Nanos Research montre que les conservateurs sont en tête avec 39 pour cent des voix, loin devant les libéraux avec 26 pour cent. Le NPD arrive à 21 pour cent. L’«indice de pouvoir des partis» Nanos montre également que les conservateurs dominent, avec une légère baisse le mois dernier au profit des libéraux.

À quoi ressemblerait la Chambre des communes dans un tel scénario? En date du 21 janvier, l’agrégateur de sondages 338 Canada prévoyait que les conservateurs remporteraient 198 sièges, les libéraux 81, le NPD 25, le Bloc 32, les Verts deux et le PPC zéro. En d’autres termes, une véritable marée bleue.

Les questions qui préoccupent

Derrière ces chiffres se cache un mantra simple: montrez-moi l’argent. L’inflation, le coût du logement et l’emploi arrivent en tête de liste, alors que les Canadiens restent anxieux et frustrés de ne pas pouvoir s’acheter une maison ou s’offrir la qualité de vie dont ils aimeraient jouir. Mais ces questions n’existent pas en vase clos.
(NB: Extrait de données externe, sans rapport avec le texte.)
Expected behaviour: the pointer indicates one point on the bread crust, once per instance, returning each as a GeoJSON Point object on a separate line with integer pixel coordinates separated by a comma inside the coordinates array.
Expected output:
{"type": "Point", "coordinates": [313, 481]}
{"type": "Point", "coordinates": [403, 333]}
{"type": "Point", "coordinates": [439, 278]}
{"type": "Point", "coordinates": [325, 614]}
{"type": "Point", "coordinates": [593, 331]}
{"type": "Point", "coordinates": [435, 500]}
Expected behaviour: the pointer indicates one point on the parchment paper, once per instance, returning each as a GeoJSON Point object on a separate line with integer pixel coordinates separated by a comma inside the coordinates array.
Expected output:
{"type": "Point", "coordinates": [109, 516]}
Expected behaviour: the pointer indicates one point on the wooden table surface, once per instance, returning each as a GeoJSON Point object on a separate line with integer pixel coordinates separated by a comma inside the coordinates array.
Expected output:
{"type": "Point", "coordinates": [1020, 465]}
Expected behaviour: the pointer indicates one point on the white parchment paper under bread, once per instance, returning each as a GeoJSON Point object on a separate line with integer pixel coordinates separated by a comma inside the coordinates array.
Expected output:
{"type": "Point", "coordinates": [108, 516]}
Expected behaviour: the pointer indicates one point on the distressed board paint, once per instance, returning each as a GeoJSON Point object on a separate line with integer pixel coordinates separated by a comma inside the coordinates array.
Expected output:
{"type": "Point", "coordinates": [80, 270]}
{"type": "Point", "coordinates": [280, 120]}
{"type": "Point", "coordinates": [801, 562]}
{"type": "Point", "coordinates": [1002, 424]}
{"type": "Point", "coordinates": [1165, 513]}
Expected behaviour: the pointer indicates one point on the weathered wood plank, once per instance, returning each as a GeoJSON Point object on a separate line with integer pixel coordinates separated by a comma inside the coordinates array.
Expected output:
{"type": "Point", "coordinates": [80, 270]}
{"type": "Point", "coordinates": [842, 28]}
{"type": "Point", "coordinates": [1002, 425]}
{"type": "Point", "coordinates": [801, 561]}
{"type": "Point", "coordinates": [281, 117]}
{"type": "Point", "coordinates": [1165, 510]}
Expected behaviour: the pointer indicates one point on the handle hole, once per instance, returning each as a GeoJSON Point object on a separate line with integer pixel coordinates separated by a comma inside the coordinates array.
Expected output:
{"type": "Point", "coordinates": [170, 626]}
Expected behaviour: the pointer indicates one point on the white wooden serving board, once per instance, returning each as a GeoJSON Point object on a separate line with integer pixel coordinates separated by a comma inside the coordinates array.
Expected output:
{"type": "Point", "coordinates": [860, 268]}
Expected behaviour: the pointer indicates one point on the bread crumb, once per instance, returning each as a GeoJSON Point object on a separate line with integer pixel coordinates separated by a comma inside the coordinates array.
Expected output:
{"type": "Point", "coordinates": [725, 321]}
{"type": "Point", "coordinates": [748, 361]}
L’immigration, les impôts et l’intégrité sont également des facteurs déterminants, tout comme la lassitude des électeurs face à un gouvernement – et à un premier ministre – qui sera au pouvoir depuis 10 ans au moment où les prochaines élections doivent avoir lieu.

Les conservateurs ont profité de cette lassitude – et la stratège Mélanie Paradis, présidente de Texture Communications, pense que c’est une décision judicieuse.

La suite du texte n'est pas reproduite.